8. An obstacle determination system for a window cleaning robot, based on the obstacle determination method for a window cleaning robot according to any one of claims 1 to 7, characterized in that: Including dual-mode detection module, feature extraction module, fusion judgment module, path planning module, intelligent optimization module and intelligent optimization module; A dual-mode detection module is used to transmit a frequency-modulated continuous wave to the glass surface and receive the reflected signal. At the same time, a cleaning liquid containing quantum dots is sprayed onto the glass surface to generate the original terahertz signal and the fluorescence intensity matrix. The feature extraction module is used to perform inverse scattering algorithm processing on the original terahertz signal to generate a dielectric constant distribution map, and at the same time perform edge gradient enhancement on the fluorescence intensity matrix to generate a fluorescence edge gradient map; The fusion judgment module is used to spatially align the dielectric constant distribution map and the fluorescence edge gradient map, calculate the dielectric-fluorescence correlation coefficient, and generate an obstacle feature matrix based on the environmental response threshold; The path planning module is used to construct a cost map based on the obstacle feature matrix, generate the optimal obstacle avoidance path through a multi-constraint path planning algorithm, and drive the robot to perform cleaning operations. At the same time, it records obstacle contact data and generates an obstacle contact feature dataset; The intelligent optimization module is used to dynamically adjust the environmental response threshold by optimizing the dielectric-fluorescence correlation coefficient based on the obstacle contact feature dataset through a federated learning framework to generate an optimized obstacle feature matrix.
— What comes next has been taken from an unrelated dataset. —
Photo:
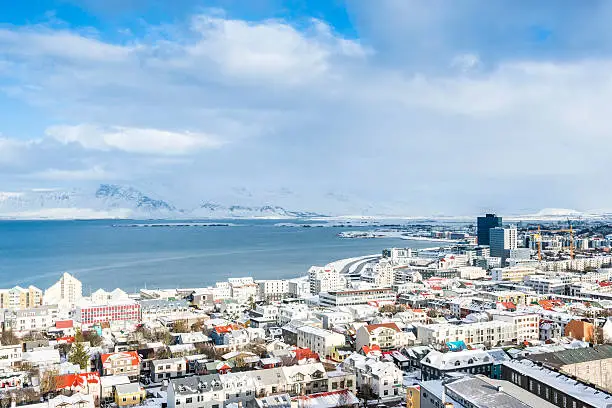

9. A computer device comprising a memory and a processor, wherein the memory stores a computer program, wherein: When the processor executes the computer program, the steps of the obstacle determination method for a window cleaning robot according to any one of claims 1 to 7 are implemented.
10. A computer-readable storage medium having a computer program stored thereon, characterized in that: When the computer program is executed by a processor, the steps of the obstacle determination method for a window cleaning robot according to any one of claims 1 to 7 are implemented.